Tutuklu sanık Jülide Aygün, savcılıktaki ilk ifadesinde, “Olaydan önce öldürülen Fatma Günay’ın oğlu Aykut Günay, yolumu keserek annesini bir şekilde ormana getirmemi istedi. İstediği yere getirmezsem ailemi öldüreceğini söyledi. Ben de Fatma Günay’ın evine giderek Aykut’un ormanlık alanda hasta bir halde olduğunu söyleyip ikna ederek ormana getirdim. Ormanlık alana geldiğimizde Aykut birden önümüze çıkarak eline aldığı taşla annesinin kafasına vurarak etkisiz hale getirmeye çalıştı, ardından elindeki döner bıçağıyla boğazını keserek öldürdü. Olay yerinden kaçmak istedim ama Aykut izin vermedi. Ardından döner bıçağıyla parmağımı kesip akan kanı cesedin üzerine damlattı ve 'Kanını cesede akıttım, bu iş sana kaldı' dedi. Aykut, cesedi sürükleyerek kurumuş su kanalına atmamı istedi. Korku ile Aykut’un her istediğini yaptığım. Su kanalının başına geldiğimde de dengemi kaybederek cesetle birlikte su kanalına düştüm” dedi.
“TARLALAR DA, MİRAS DA BANA KALACAK”
Tutuklu sanık Ercüment Arslan da savcılıktaki ilk ifadesinde şöyle savunma yaptı:
“Sabah 10 sıralarında evden ayrıldım. Aykut çıktıktan sonra vitrinin arkasında bulunan döner bıçağının yerinde olmadığını fark ettim. Aykut eve döndüğünde bıçağın yerinde olduğunu gördüm. İlerleyen saatlerde Aykut yan odada biriyle telefon konuşmasında 'Ben senin için her şeyi yaptım. Ben senin için her şeyi göze alırım ve aldım. Bundan sonra kimse umurumda değil. Seni seviyorum. Ne olursa olsun fark etmez. Zaten tarlalar miras kalacak bana. Zaten ben kimseden korkmam, bana kimse bir şey yapamaz' şeklinde sözler sarf etti.”
Tutuklu sanık Aykut Günay, savunmasında suçlamaları kabul etmediğini belirtti.

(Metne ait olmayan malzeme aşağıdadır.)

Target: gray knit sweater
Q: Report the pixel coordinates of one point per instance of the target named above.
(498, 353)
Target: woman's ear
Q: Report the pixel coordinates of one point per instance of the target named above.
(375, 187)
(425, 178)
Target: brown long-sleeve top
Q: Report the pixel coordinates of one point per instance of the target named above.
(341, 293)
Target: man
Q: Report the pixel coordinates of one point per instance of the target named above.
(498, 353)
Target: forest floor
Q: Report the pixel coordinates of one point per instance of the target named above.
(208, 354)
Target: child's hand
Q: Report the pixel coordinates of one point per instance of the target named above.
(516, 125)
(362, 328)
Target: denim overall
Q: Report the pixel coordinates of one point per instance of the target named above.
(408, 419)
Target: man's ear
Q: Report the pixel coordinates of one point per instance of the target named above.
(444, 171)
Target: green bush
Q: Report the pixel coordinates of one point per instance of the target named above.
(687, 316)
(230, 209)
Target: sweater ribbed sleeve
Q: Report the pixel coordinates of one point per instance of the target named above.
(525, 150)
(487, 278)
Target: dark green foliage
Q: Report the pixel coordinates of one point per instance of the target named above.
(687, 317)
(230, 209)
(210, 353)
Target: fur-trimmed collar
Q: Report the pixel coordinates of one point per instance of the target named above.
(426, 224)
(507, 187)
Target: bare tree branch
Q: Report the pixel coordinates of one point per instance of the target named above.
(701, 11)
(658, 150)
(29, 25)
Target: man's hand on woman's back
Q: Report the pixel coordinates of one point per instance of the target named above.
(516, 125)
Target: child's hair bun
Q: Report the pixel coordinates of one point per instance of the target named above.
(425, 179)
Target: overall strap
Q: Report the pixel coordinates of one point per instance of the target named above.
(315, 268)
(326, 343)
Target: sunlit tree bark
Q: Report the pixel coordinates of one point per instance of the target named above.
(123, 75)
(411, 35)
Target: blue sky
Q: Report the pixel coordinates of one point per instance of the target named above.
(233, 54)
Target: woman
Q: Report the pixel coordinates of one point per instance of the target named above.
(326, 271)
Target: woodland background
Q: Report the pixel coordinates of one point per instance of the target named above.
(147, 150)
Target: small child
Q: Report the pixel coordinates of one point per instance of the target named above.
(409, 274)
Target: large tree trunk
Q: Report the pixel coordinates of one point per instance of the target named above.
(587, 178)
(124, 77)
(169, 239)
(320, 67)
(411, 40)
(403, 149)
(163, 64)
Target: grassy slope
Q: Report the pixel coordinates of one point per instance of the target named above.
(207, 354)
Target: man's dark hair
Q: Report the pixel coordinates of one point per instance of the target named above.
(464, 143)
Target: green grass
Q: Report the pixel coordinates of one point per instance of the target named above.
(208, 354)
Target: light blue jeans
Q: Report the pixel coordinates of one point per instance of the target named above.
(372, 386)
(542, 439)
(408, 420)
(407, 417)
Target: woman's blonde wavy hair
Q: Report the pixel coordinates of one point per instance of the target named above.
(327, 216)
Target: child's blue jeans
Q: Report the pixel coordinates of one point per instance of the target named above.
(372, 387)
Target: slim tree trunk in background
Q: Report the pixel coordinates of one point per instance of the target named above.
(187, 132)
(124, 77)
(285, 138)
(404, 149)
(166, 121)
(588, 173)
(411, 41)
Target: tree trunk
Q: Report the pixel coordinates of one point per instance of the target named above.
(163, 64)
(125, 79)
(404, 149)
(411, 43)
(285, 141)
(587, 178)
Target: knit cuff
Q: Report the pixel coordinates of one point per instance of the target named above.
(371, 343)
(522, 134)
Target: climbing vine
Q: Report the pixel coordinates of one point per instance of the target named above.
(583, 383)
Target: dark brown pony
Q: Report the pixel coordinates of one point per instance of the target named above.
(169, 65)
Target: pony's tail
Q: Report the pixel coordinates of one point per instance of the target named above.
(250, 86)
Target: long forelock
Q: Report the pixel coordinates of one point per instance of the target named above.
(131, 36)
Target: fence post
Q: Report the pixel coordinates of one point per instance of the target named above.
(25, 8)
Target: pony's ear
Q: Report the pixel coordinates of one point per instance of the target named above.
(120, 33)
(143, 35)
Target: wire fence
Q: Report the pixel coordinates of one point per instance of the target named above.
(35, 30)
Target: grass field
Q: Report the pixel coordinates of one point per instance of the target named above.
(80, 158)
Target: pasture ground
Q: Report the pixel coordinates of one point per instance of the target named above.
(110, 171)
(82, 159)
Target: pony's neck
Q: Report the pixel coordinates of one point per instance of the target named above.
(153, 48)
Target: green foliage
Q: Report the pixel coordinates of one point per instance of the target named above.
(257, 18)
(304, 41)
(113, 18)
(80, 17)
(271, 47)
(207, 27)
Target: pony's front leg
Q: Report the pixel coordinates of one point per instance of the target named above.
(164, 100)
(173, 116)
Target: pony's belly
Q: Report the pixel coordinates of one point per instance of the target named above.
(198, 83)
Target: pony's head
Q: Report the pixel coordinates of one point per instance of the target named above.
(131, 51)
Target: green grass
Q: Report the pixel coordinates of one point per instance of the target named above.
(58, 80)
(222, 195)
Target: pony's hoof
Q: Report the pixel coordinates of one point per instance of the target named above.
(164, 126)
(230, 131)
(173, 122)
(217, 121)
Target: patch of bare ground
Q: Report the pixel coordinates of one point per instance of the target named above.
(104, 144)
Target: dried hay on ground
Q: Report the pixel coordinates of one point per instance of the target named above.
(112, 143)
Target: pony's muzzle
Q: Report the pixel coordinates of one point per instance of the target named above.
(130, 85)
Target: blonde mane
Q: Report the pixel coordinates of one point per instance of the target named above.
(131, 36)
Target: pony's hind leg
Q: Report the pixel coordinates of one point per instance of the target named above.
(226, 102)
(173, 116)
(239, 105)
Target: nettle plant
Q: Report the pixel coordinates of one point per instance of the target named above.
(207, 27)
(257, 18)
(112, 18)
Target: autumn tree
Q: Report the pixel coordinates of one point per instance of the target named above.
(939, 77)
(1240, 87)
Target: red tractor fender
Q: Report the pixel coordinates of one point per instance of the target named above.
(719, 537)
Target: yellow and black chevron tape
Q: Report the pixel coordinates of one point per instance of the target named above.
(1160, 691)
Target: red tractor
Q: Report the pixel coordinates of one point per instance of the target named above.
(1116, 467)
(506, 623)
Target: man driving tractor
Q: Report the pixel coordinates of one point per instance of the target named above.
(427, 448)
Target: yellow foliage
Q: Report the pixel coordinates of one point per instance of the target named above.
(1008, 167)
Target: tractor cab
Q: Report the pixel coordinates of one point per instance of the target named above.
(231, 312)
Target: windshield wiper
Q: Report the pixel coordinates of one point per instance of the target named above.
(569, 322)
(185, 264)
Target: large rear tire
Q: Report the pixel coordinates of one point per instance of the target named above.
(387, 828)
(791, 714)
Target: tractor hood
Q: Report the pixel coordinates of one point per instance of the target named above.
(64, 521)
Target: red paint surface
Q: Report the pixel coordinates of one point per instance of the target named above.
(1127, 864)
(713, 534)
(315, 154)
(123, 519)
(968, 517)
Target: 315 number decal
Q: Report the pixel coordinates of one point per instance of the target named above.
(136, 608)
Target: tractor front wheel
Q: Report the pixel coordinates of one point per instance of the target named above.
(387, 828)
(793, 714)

22 Mayıs 2020’de 112 Acil Çağrı Merkezi'ne gelen bir çağrıda Fatma Günay’ın kayıp olduğu bildirildi. Uzunköprü İlçe Jandarma Komutanlığı ekipleri, Günay’ın ikamet ettiği Kavakayazma köyüne gidip aramalar gerçekleştirdi. Aramalar devam ederken, köyde yaşayan H.G. isimli şahıs hayvanları otlattığı esnada kurumuş su kanalında üzeri çalılarla kaplı ceset buldu. Ardından olay yerine gelen ekipler, bulunan cesedin Fatma Günay’a ait olduğunu belirledi. Olayla ilgili soruşturma başlatılırken, ekipler şüpheliler Aykut Günay, Ercüment Arslan ve Jülide Aygün’ü gözaltına aldı.